# C++ and linked lists ...



## TypeSK (Mar 16, 2002)

would anyone be willing to help me with my C++ and linked lists?

my problem, is that a couple semesters, we were required to do a linked list ....

i did it, but that was a couple years ago...

now, i have a project, and i am having to implement linked lists.

but i am having problem with one issue.

i was using the linked list implementation from a couple semesters ago, but found one issue. the implementation that i have, would take int as its data type within the linked list. 
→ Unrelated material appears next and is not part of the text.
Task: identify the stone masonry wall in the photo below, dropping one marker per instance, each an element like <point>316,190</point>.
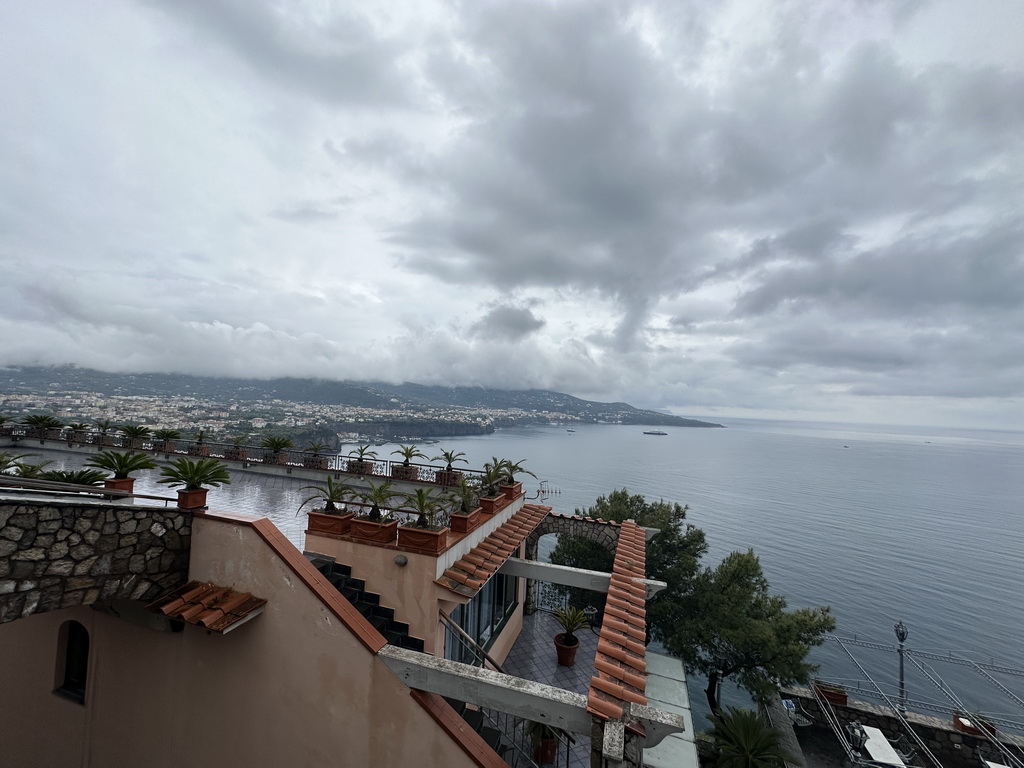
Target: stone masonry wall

but now, i need to use structs instead of ints, so converting it to take structs is a little harder?

here is my basic setup (try to explain it best i can):

files:
main.cpp (program itself)
linkedli.cpp <--
linkedli.h <--class to implement the linked list functions
node.cpp <--
node.h <--class to implement the node containing the pointer to next element and data itself

is there an easy way of converting it?

only functions i need to implement is to add data to the end of the list, retrieve from the front of the list, print the whole list, and peek into the front of the list. (basically a queue).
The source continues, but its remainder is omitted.